3. Use a kennel or a carrier before traveling.

          Of course, your pet will need to be in a kennel or a carrier for the actual travel involved, but some people don’t realize how very important this is to the safety and comfort of your pet before, during and after the trip. A carrier can be a frightening prison to the inexperienced pet, surrounding him or her with strange noises and movements, or it can be a safe haven—your pet’s own personal familiar den. The secret to this is habituation: allow the pet to have access to the carrier on a regular basis at home, and once he or she is traveling, it will be like bringing along a part of home. Once you know that you want to bring your pet with you, get an appropriate-size crate as soon as possible so he or she can get used to it, weeks in advance, if possible. You can feed your pet in the crate so that it becomes associated with something good, and he or she can “practice” being enclosed in it for short periods while you’re out of the house. Toys and blankets in the crates are helpful, and so is taking the pet in the crate for car rides so he or she can get used to the sensations of movement, vibration and engines.

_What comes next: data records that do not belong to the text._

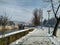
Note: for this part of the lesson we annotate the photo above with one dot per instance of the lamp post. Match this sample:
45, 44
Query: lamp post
48, 20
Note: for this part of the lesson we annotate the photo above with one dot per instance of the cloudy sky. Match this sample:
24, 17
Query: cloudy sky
22, 10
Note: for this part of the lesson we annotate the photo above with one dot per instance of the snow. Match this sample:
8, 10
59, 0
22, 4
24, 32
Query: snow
38, 37
15, 32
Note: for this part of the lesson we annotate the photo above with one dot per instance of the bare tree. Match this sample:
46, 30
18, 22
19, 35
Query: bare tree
57, 18
36, 18
3, 22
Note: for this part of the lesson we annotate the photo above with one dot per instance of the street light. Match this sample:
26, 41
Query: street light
48, 20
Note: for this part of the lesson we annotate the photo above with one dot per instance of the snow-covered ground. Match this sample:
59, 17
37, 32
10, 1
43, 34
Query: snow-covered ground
38, 37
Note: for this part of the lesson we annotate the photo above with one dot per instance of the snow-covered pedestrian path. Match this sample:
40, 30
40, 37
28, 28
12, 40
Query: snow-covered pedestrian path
37, 37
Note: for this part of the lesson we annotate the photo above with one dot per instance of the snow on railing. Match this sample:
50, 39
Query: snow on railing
12, 33
53, 39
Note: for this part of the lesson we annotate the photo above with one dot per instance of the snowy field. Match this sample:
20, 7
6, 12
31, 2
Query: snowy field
39, 37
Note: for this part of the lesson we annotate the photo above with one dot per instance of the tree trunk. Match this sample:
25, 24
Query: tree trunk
55, 28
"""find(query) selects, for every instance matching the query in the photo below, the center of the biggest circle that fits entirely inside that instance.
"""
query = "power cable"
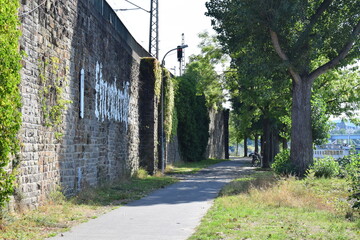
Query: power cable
(32, 10)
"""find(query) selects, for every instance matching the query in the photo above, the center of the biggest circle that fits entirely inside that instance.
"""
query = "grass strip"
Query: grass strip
(261, 207)
(60, 214)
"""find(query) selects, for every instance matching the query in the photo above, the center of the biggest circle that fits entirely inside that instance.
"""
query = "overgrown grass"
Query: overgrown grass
(261, 207)
(60, 214)
(191, 167)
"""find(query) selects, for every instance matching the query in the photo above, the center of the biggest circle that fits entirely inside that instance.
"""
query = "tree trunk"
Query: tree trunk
(245, 146)
(301, 154)
(275, 143)
(284, 143)
(266, 144)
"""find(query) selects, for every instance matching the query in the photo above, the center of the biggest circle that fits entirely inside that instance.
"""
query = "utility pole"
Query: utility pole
(154, 29)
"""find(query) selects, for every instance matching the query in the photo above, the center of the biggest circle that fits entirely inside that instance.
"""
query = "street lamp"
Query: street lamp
(177, 48)
(162, 108)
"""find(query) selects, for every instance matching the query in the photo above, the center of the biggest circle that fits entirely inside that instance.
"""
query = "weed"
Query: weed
(285, 209)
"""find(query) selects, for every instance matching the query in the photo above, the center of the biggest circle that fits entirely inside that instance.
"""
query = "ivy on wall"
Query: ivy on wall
(10, 100)
(193, 120)
(151, 67)
(170, 117)
(53, 103)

Photo courtesy of Dr. Meredith Kennedy, DVM, Long Beach Animal Hospital 

Once the pet discovers that nothing bad happens in the crate and everyone ends up back home, he or she usually gets used to this very quickly. The crate does not end up being a jail or  a punishment but a safe, happy place the pet willingly enters. My dogs and cats have gone into their crates on plenty of occasions when the doors are left open just to have a nap and hang out. Once you’ve brought your pet to a strange environment, he or she can relax and feel safe in the crate—it’s now a little home away from home. If you get to your destination and your pet can’t seem to settle down—vocalizing, panting, pacing, and so on—you can try putting him or her and the whole crate into a dark closet with a blanket over it. This often helps the pet calm down and feel safe. Small dogs especially can become all worked up with too much stimulation, and the dark and quiet can be helpful. (In my experience, most pets become anxious because their owners are anxious—see item number one!)

How about some music? The original quote was that music calms the savage breast, but somehow it morphed into calming the savage beast. Why not try playing a certain kind of music whenever your pet is in the crate? While he or she is becoming habituated to the crate at home, try putting on some relaxing music when you leave your pet confined. The choice of music could make a difference—Beethoven may be more effective than Bon Jovi. (My voice teacher’s dachshund will only listen to German arias. God forbid that anyone should sing in French or Italian—he leaves the room in a huff.) When your pet is in the crate in a hotel, you can play the same music and see if this helps him or her stay calm.

4. Do they need tranquilizers?

          In all of my own experience transporting pets nationally and internationally, I have only had to use tranquilizers with one cat. With habituation and repetition, most animals do just fine with travel. Most of the time, with proper planning and habituation, tranquilizers simply are not necessary.

          Phoebe and Sid did amazingly well on their big adventure! They loved their carrier, and because they were still small, they were quite comfortable in it together. I carried both in my arms through the security check and returned them to the carrier on the other side. Within five minutes, they were purring again. In the cabin of the aircraft, they snoozed quietly in the carrier under the seat in front of me, and once delivered to their new family in Portland, they were alert, friendly and purring. No tranquilizers were necessary thanks to conditioning, practice and a calm outlook!